Workflow tools can be great when you have an Enterpise Service Bus or other solution where you have data flows coming at you from different technologies and different protocols that you want to feed in to a workflow. When you pull in a webservice or other Type that WPS supports in to it’s grahical tool, Websphere Integration Developer, it essentially reverses these data streams or objects in to strong types that are represented visually so that you have common base on which you can orchestrate, transform, and map the data between the various other imported flows. It’s easy to see how it leverages SDOs to do this, as it’s essentially what SDOs are best at. Mapping between these things and orchestrating them are easier if you have an abstract representation of the service or object.
The idea of building an entire enterprise from the ground up with this product is intriguing. However, I doubt that any project already in motion could manage to migrate from business logic in code to business logic in a product without significant rework, and the consultants specializing in WPS (and they are starting to emerge) seem to only have experience starting from scratch and in projects with human interaction. Regardless, this orchestration is most likely where WPS has the most benefit. It’s idea of transformation and consuming of the documents in the mediation itself is where things break down.
In Websphere Process Server, IBM essentially decided to use SDOs to parse and transform any data that comes in to their system. They coupled this with their previous Websphere Business Integrator product (WBI) for business orchestration of the processes that use these SDOs, stapled on an ESB implentation, stuck a feather in it’s cap and called it Maccaroni.
A product being a webservice de-seriailizer, data mapper and transformer, workflow tool and process manager is what ultimately makes Websphere Process Server the strage beast it is, and is also a major source of it’s problems.
In the work I’ve have done with WPS from a purely transformation and webservice flow standpoint, I’ve have found it to be slow but it works. There has been significant problems with the limited amount of flexibility WPS has in processing XML, managing messages and executing processes. IBM pitches that with WPS/WID business analyst or architects would be the ones that would do the mapping and process orchestration using visual tools. Often, however, we have been forced to fall down past the level of abstraction that WPS provides down to the Java code itself, which that is a sign of, if not failure, then immaturity.

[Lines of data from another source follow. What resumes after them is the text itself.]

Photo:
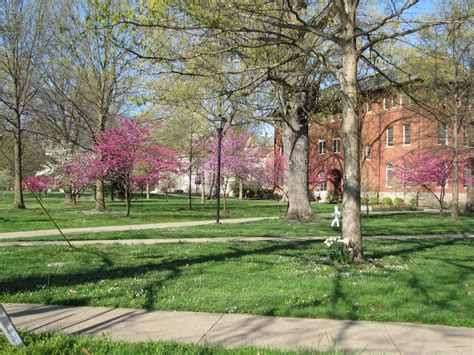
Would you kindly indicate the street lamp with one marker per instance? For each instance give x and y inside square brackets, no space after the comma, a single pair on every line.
[219,123]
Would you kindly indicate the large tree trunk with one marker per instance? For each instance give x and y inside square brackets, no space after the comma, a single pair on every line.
[455,194]
[351,225]
[128,198]
[99,196]
[469,208]
[211,188]
[18,178]
[296,148]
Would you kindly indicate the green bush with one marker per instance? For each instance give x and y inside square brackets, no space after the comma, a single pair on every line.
[374,200]
[387,201]
[399,201]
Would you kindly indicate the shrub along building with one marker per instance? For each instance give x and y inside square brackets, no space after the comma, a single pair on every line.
[392,127]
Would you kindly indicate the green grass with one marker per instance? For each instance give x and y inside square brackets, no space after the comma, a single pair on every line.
[155,210]
[56,344]
[427,281]
[407,224]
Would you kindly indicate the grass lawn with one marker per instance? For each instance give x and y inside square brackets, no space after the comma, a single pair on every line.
[427,281]
[48,344]
[155,210]
[412,224]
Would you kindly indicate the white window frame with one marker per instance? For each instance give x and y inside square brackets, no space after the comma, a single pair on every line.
[389,128]
[321,144]
[388,168]
[338,140]
[404,134]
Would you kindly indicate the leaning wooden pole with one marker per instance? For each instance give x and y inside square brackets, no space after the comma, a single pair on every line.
[9,329]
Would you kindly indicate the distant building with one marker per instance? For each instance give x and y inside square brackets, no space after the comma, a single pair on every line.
[391,127]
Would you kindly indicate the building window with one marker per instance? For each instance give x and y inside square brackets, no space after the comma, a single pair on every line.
[390,102]
[406,134]
[390,136]
[322,146]
[443,134]
[389,175]
[368,151]
[336,145]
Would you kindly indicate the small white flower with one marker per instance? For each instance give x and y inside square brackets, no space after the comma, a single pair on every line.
[56,265]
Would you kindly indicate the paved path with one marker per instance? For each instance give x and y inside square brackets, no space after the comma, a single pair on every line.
[222,240]
[132,227]
[232,330]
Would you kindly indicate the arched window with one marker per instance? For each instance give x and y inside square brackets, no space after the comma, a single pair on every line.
[389,175]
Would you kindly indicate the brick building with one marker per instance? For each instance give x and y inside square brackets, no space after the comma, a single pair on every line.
[391,127]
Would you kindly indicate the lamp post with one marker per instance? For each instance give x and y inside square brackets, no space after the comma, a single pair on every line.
[219,123]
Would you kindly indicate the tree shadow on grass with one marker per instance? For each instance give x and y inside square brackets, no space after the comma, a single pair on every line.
[415,246]
[174,267]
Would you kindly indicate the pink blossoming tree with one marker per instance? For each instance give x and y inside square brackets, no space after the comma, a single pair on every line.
[38,184]
[130,155]
[240,158]
[428,171]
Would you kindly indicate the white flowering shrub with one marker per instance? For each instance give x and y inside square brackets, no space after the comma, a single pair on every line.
[339,250]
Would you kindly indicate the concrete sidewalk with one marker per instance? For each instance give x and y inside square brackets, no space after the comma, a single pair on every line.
[223,240]
[131,227]
[231,330]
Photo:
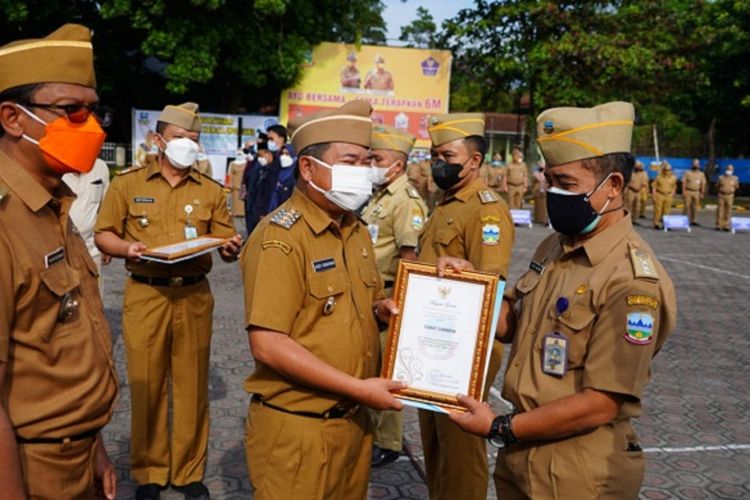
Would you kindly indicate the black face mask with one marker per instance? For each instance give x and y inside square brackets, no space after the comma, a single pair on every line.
[571,213]
[446,175]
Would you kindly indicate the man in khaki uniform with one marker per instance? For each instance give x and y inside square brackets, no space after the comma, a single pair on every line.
[662,190]
[312,292]
[395,216]
[725,187]
[473,223]
[57,377]
[693,190]
[167,308]
[637,184]
[585,321]
[517,179]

Also, Websphere Process Server’s IDE where this mapping takes place visually, Websphere Integration Developer, is (since it is built on top of the Rational/Eclipse platform) hard for non-programmers to grasp; the idea of having to switch perspectives in Eclipse is foreign and unhelpful.
Ye Ol’ Impedance Mismatch
Unfortunately, even when you do go down to the Java level, things aren’t easy.
There are many times that what a WSDL specifies (compliant XML mind you) as a certain “type” and what “type” WPS renders for it are totally incompatible. For XSD:ANYTYPE, it dies flat out. However, so does any WSDL2Java tool. To combat this, code that was using the Collections framework has to be migrated to fixed length arrays so that WPS can interpret the output, as it sees any List as “AnyType”
Certainly, this type mis-match is experienced whenever one jumps from objects to documents in representing data (JSON anyone?), but that just points to the enormity of the problem WPS is trying to solve, and how trying to reverse XSDs without developer intervention is painful and filled with problems.
My Update
So, my update is that it still is not delivering on it’s promises, yet. However, I have heard from IBM that version 7, based off the Rational 7 (Eclipse 3.2) platform should be out in August / September.
I hope the reply was worth the wait.